Escribe Murnane sobre su forma de escribir: “Me gustan las oraciones largas por las múltiples conexiones que revelan, pero creo que la longitud y forma de cada oración está determinada por la presión, por así llamarla, de los pensamientos y emociones que necesitan ser expresados”. Lo que me interesa de esa frase no es lo que le gusta a Murnane, sino que concede que hay un momento en que la palabra, como ocurre en el psicoanálisis, revela algo a pesar nuestro, y se debe a la presión de aquello que o no queremos conocer o sencillamente no conocemos, pero que está allí. A diferencia del psicoanálisis, me temo, en la literatura no existe necesariamente cura. La frase de Murnane va de la mano con esta idea que cita de Virginia Woolf: un pensamiento o una emoción crean una ola en la mente, y al romperse la ola cae la oración en su sitio.
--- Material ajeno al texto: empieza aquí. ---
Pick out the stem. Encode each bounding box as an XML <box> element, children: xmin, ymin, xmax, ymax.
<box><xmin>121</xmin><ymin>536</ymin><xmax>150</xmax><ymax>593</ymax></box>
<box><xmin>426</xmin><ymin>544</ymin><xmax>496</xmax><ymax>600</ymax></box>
Encuentro algo arriesgado en esta colección, especialmente en los tiempos que corren, narcisistas, que creen que toda vida es digna ya no de una autobiografía bien escrita sino, en fin, de lo que ya sabemos y que se vomita a cada instante en las redes o en Internet. El riesgo está en reconocer que el escritor, además de usar el lenguaje, también es alguien que respeta su mitología personal. Afortunadamente Gris Tormenta, hasta ahora, no acepta manuscritos no solicitados.